## 2n points on a circle: Episode 1

Recently I came across a problem that asked:

Say we have a circle with 2n points. In how many different ways can we connect these 2n points by n chords, so that no two chords intersect?

This is interesting, and the answer turns out to be given by a sequence of special combinatorial significance known as the Catalan numbers (1, 1, 2, 5, 14, 42, and so on). My approach for proving this is as follows. Pick, at your will, any arbitrary point lying on this circle. Call this point $p_1$. Now, starting at this point, label the rest of the points $p_2, p_3, \ldots, p_{2n}$ by proceeding in a clockwise direction. First, we will choose the point to which $p_1$ will be “connected” via a chord.

On the left, a legal choice for a chord. On the right, an illegal choice - note how the remaining two points cannot be joined without intersecting the black chord!

Is it really possible to choose any of the points $p_2, p_3, \ldots, p_{2n}$ to connect with $p_1$? No, because say for example we choose $p_3$. Then we observe the phenomenon above occuring, that is, $p_2$ and $p_4$ can no longer be joined, since intersections are disallowed. So we arrive at the conclusion that the only valid choices to join $p_1$ to are $p_2, p_4, \ldots, p_{2n}$, that is, $p_{2i}$ for any $i \in \{ 1, \ldots, n \}$.
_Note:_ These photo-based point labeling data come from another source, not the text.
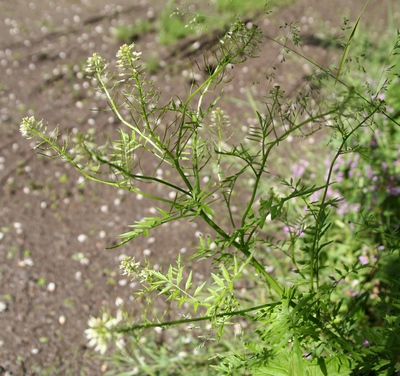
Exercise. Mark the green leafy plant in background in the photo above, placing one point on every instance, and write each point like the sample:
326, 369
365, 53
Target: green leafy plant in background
328, 311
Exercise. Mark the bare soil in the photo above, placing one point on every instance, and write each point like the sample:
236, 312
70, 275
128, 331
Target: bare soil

Now, say we’ve joined $p_1$ with $p_{2i}$. Notice that we have now divided the circle into two regions, one of which is made up of $2i - 2 = 2(i-1)$ unpaired points, and the other made up of $2n - 2i = 2(n-i)$ points.

Let us denote (and my use of notation here is of course no coincidence) the solution to the problem in the case of $2n$ points by $C_n$. Then by the above argument, we note that we can choose any $i \in \{ 1, \ldots, n \}$. With this $i$ chosen, obtain one subproblem of size $2(i-1)$ and another of size $2(n-i)$. So the total number of ways, then, to solve the original problem is, in words:

(number of ways to solve subproblem 1 when $i=1$ is chosen) * (number of ways to solve subproblem 2 when $i=1$ is chosen) + … + (number of ways to solve subproblem 1 when $i=n$ is chosen) * (number of ways to solve subproblem 2 when $i=n$ is chosen).

This is expressed in summation notation as
$C_n = \sum\limits_{i=1}^n C_{i-1} C_{n-i}$

This is the Catalan recurrence. Putting $C_0 = C_1 = 1$, which seem to be the natural choices for the base cases, we obtain the Catalan numbers!

In my next post: I will examine what I believe to be the more abstract underpinnings of what is going on here. The idea is that this problem concerns partitions of the set $\{ 1, \ldots, 2n \}$ into nonempty, disjoint subsets, each containing 2 elements. I will examine the possibility of extending this reasoning to partitions of the set $\{ 1, \ldots, mn \}$ into nonempty, disjoint subsets, each containing m elements, and perhaps generalize the Catalan sequence in this manner.